Brent Saunders, Actavis’s CEO, says the deal will create a fast-growing, top 10 pharma company driven by a commitment to R&D. An estimated $23 billion in annual revenues will come from a mix of brand-name, generic, biosimilar, and over-the-counter drugs. Allergan is best known as the maker of ophthalmic pharmaceuticals and the cosmetic enhancer Botox.

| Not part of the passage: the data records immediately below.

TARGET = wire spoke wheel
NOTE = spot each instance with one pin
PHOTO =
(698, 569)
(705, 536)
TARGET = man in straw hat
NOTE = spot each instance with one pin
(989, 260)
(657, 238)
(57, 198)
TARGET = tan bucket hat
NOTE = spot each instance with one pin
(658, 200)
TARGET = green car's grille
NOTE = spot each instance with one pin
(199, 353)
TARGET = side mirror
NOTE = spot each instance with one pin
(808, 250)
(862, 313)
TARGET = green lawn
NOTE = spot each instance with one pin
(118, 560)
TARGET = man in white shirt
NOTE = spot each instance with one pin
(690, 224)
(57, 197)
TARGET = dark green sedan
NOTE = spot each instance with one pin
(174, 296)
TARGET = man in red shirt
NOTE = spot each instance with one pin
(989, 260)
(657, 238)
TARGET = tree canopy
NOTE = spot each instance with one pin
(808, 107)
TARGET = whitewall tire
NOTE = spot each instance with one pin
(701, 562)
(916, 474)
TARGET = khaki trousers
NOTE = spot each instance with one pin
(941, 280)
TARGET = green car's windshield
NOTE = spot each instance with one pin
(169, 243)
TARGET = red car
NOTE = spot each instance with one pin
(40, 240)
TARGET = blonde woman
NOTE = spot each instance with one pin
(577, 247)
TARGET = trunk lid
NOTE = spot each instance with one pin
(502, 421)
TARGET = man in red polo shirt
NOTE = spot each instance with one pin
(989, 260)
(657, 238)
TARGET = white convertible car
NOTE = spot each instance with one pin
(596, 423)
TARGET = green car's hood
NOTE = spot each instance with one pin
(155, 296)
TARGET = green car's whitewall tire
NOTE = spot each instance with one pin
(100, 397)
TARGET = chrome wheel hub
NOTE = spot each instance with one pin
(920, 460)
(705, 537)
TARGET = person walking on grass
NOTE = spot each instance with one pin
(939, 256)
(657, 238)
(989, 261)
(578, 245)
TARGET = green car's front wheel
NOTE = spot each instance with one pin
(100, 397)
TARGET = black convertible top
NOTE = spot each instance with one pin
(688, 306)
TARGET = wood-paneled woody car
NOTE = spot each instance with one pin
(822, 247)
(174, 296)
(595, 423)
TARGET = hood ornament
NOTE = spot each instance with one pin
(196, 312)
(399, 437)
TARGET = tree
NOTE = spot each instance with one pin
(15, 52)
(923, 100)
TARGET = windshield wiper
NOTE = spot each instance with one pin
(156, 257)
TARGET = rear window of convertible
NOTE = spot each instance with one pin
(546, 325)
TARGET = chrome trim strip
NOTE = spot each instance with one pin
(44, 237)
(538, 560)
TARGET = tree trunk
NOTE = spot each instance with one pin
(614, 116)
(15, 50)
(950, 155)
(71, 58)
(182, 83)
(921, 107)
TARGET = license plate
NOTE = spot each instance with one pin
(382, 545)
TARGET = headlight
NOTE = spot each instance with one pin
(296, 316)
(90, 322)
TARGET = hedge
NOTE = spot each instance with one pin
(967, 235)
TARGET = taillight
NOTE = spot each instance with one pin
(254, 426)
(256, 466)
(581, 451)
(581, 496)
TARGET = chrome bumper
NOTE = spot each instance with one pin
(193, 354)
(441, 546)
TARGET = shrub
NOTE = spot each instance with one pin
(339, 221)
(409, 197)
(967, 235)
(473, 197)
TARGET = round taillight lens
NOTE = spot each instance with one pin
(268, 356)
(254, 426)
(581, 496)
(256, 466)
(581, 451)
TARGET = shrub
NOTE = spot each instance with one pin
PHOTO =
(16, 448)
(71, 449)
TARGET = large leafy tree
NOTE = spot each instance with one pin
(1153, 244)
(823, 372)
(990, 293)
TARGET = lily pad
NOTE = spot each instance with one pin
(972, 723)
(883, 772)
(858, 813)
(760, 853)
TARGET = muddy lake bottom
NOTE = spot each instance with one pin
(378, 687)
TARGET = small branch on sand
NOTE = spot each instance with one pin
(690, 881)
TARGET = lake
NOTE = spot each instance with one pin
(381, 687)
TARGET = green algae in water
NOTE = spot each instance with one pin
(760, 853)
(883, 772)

Chemists and other scientists working for Allergan will likely be better off with Actavis than they would have been with Valeant, which is known for acquiring companies for their products and slashing R&D. Arguing against a takeover, Allergan’s board pointed to Valeant’s “unsustainable business model, which relies on serial acquisitions and cost reductions, as opposed to top-line revenue growth and operational excellence.”

Indeed, had it succeeded in a takeover, Valeant envisioned finding at least $2.7 billion in annual cost savings and planned to spend just $300 million on R&D to “complete high-probability projects.” Allergan is on track to spend more than $1.1 billion on R&D this year.

An active acquirer itself, Actavis isn’t leaving R&D alone. It is proposing about $1.35 billion in annual cuts by 2016, with $400 million of that coming in R&D, according to Evercore ISI analyst Umer Raffat.

These savings will come on top of a $475 million cost-cutting program that Allergan announced in July. That program will eliminate 1,500 jobs, or 13% of its workforce, this year, including about 650 in R&D.

Still, Actavis says that the combined company will spend about $1.7 billion per year on R&D.